Laboratory of Natural Product Chemistry, Department of Pharmacy, Birla Institute of Technology and Science, Pilani (BITS Pilani), Pilani campus, Pilani 333 031, Rajasthan, India.
Laboratory of Natural Product Chemistry, Department of Pharmacy, Birla Institute of Technology and Science, Pilani (BITS Pilani), Pilani campus, Pilani 333 031, Rajasthan, India.

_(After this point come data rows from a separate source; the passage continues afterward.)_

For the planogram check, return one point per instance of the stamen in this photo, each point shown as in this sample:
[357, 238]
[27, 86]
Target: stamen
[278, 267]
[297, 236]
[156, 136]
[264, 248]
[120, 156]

Bioorg Chem. 2019 Apr;85:373-381. doi: 10.1016/j.bioorg.2019.01.012. Epub 2019 Jan 8.
A series of eighteen indole glyoxylamide analogues were synthesized, characterized and evaluated for their pancreatic lipase inhibitory activity. Porcine pancreatic lipase (Type II) was used with 4-nitrophenyl butyrate (as substrate) for the in vitro assay. Compound 8f exhibited competitive inhibition against pancreatic lipase with IC value of 4.92 µM, comparable to that of the standard drug, orlistat (IC = 0.99 µM). Compounds 7a-i and 8a-i were subjected to molecular docking into the active site of human PL (PDB ID: 1LPB) wherein compound 8f possessed a potential MolDock score of -153.037 kcal/mol. Molecular dynamics simulation of 8f complexed with pancreatic lipase, confirmed the role of aromatic substitution in stabilizing the ligand through hydrophobic interactions (maximum observed RMSD = 3.5 Å).
合成了一系列十八个吲哚乙二酰亚胺类似物,并对其胰脂肪酶抑制活性进行了表征和评价。采用猪胰脂肪酶(II 型)和 4-硝基苯丁酸(作为底物)进行体外测定。化合物 8f 对胰脂肪酶表现出竞争性抑制作用,IC 值为 4.92 µM,与标准药物奥利司他(IC = 0.99 µM)相当。将化合物 7a-i 和 8a-i 进行分子对接,进入人 PL 的活性部位(PDB ID:1LPB),其中化合物 8f 具有潜在的 MolDock 评分-153.037 kcal/mol。与胰脂肪酶复合的 8f 的分子动力学模拟证实了芳基取代通过疏水相互作用稳定配体的作用(最大观察到的 RMSD = 3.5 Å)。